Ya pasan de las dos de la tarde y hace tanto calor como en Monterrey. Dejamos las maletas en el cuarto, metemos la bolsa de las compras –con el número de la habitación escrito en una etiqueta adhesiva- en el refrigerador de la cocina compartida, nos mojamos los rostros y el cuello en el lavabo del baño –también compartido-, salimos del edificio y caminamos entre indigentes que hablan solos, coches antiguos estacionados, parejas con brazos tatuados desde el hombro hasta los nudillos y gente de todas las nacionalidades montando sus bicicletas.

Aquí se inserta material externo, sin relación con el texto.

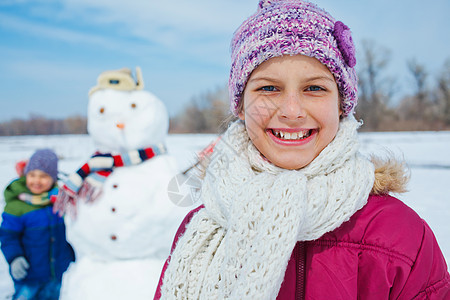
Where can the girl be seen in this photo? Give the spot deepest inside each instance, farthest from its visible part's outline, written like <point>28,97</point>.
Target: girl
<point>32,236</point>
<point>291,209</point>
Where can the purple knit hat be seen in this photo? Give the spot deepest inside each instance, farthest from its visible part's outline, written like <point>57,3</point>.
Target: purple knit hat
<point>290,27</point>
<point>44,160</point>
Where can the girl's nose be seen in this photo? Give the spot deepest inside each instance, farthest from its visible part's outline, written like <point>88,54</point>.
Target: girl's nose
<point>291,107</point>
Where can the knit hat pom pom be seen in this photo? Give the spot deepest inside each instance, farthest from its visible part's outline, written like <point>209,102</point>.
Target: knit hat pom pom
<point>345,43</point>
<point>264,3</point>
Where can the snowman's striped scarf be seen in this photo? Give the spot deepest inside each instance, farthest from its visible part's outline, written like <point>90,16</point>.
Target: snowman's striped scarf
<point>87,181</point>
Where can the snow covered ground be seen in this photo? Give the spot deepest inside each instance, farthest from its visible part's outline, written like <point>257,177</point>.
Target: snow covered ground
<point>427,154</point>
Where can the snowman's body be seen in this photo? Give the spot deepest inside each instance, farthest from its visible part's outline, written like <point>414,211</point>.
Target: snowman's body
<point>121,238</point>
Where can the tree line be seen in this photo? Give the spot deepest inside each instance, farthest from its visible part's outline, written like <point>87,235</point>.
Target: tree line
<point>426,107</point>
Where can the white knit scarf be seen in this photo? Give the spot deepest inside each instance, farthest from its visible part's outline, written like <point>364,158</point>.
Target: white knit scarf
<point>239,245</point>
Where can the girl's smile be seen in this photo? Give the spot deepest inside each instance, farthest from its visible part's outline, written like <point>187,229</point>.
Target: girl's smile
<point>291,109</point>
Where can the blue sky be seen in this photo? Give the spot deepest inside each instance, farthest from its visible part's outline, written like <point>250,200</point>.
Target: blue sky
<point>52,51</point>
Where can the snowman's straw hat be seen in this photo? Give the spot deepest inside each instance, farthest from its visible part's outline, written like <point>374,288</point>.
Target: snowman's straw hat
<point>121,80</point>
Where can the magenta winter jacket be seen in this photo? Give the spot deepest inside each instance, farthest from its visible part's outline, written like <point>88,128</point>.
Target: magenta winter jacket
<point>385,251</point>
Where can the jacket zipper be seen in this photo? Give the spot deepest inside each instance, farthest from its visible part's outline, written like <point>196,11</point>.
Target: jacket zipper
<point>301,270</point>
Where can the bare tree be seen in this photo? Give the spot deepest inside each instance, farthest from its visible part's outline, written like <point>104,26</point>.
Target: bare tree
<point>443,93</point>
<point>374,86</point>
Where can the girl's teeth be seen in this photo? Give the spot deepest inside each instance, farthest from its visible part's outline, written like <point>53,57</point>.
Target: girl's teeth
<point>291,135</point>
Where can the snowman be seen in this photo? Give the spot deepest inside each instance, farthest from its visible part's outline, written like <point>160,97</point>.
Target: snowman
<point>119,218</point>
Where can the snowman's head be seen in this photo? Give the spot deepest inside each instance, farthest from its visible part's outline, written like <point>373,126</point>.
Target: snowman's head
<point>126,120</point>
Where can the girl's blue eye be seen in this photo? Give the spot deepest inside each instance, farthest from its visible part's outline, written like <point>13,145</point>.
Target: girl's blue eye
<point>314,88</point>
<point>268,88</point>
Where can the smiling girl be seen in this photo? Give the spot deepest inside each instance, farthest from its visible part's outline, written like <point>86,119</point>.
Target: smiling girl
<point>291,209</point>
<point>32,236</point>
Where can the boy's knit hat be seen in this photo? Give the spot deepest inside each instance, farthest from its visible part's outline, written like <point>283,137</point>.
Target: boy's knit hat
<point>44,160</point>
<point>291,27</point>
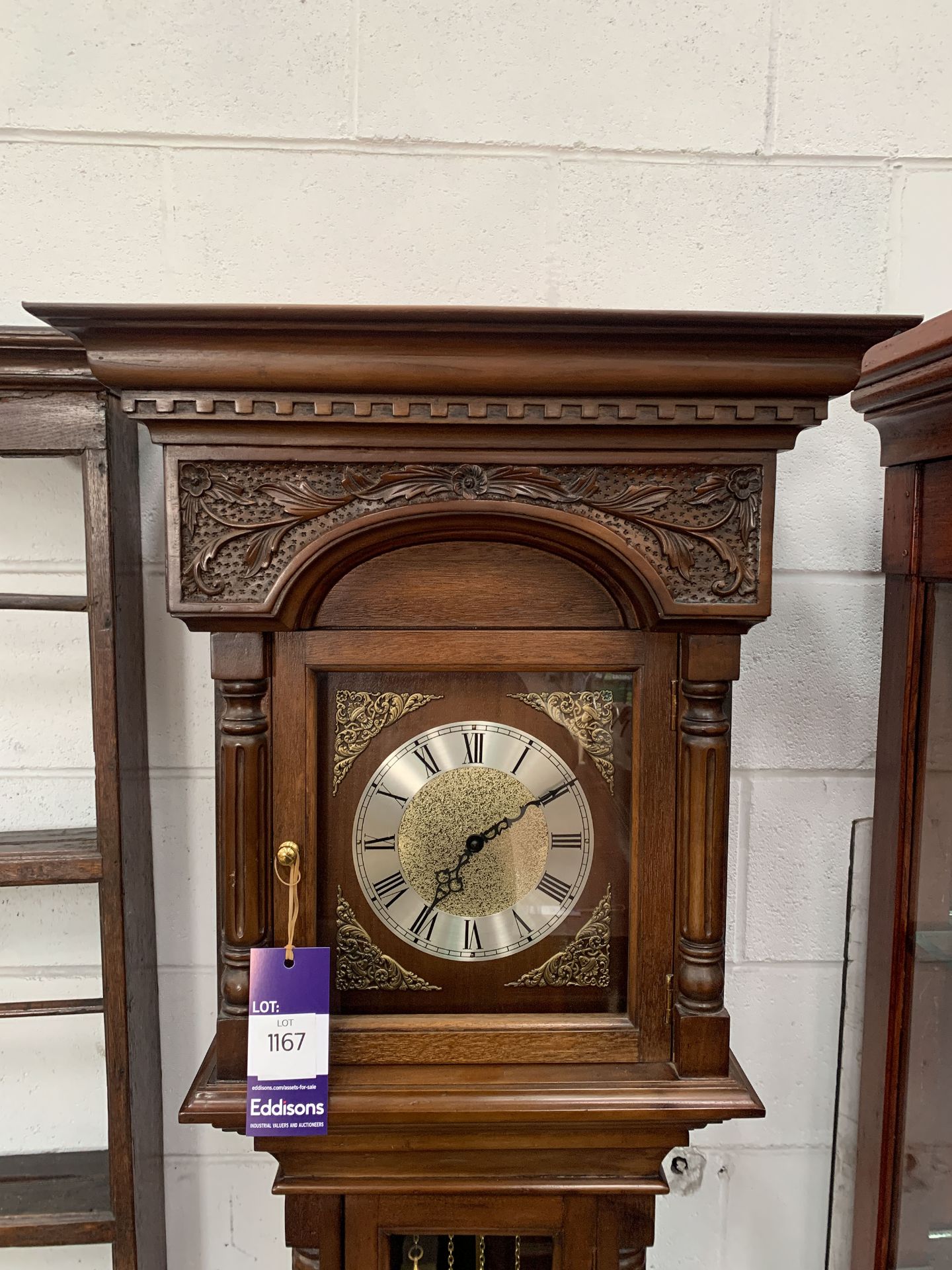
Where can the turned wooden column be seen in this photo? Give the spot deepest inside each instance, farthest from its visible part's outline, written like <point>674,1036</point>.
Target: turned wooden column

Caminamos calle abajo buscando dónde comer. Hay tiendas de ropa de segunda mano, artesanías, establecimientos de comida vegetariana, pescaderías, antigüedades, bares con jazz en vivo, paredes con grafitis y parafernalia para consumidores de mariguana. Nos decidimos a entrar en un lugar de comida tailandesa. Tomamos asiento en el patio, bajo la sombra de un árbol de cuyas ramas cuelgan estrellas de latón de muchos colores. Nos atiende de manera muy amable un hombre con un lunar rojo que le cubre la mitad del rostro. Ordenamos un par de cervezas y el especial del día: noodles con muchos vegetales y muchos condimentos.
Pagamos la cuenta y caminamos calle arriba, comentando cómo sería la vida con un lunar rojo cubriéndonos la mitad del rostro. Echamos vistazos en todas las vitrinas de las tiendas y entramos en algunas para ver qué venden. En muchas de ellas tienen fotos de Rob Ford, el alcalde de Toronto, pegadas en la pared. Le han puesto cuernos de diablo, ojos rojos o globos con diálogos que lo hacen ver tan estúpido como parece ser cada vez que sale en televisión. Casi nadie quiere al alcalde. Al menos en este barrio. Es un hombre que tiene fama de conservador, alcohólico, cocainómano, ignorante y xenófobo. Quiso cerrar bibliotecas públicas, recortar el presupuesto destinado a guarderías y se dice que odia al peatón, al ciclista y al transporte público. Alguna vez propuso quitar banquetas para tener más carriles para coches, pues quería traer como inversión agencias de automóviles. Hay una ilustración pegada en el fondo del local. El alcalde está representado como Godzilla: pisa transeúntes y ciclistas, carga una ristra de vagones del metro en una mano y entre los dientes trae un tranvía. Se acerca la chica que atiende la caja y me dice: “No lo permitiremos, pero tememos que algún día el dibujo se convierta en realidad. Quieren robarnos nuestros espacios para –según ellos- modernizarnos, que no es otra cosa que crearnos la necesidad de tener un coche, algo que nunca hemos necesitado”. Asiento y hago una mueca en señal de solidaridad. Le compro un libro que se llama “I shall destroy all the civilized planets” y otro de Banksy. Salimos del lugar. Los canadienses luchando por que no les quiten sus espacios y los mexicanos luchando por tenerlos. No sé qué sea más triste. El título del primer libro se me queda retumbando en la cabeza el resto de la tarde.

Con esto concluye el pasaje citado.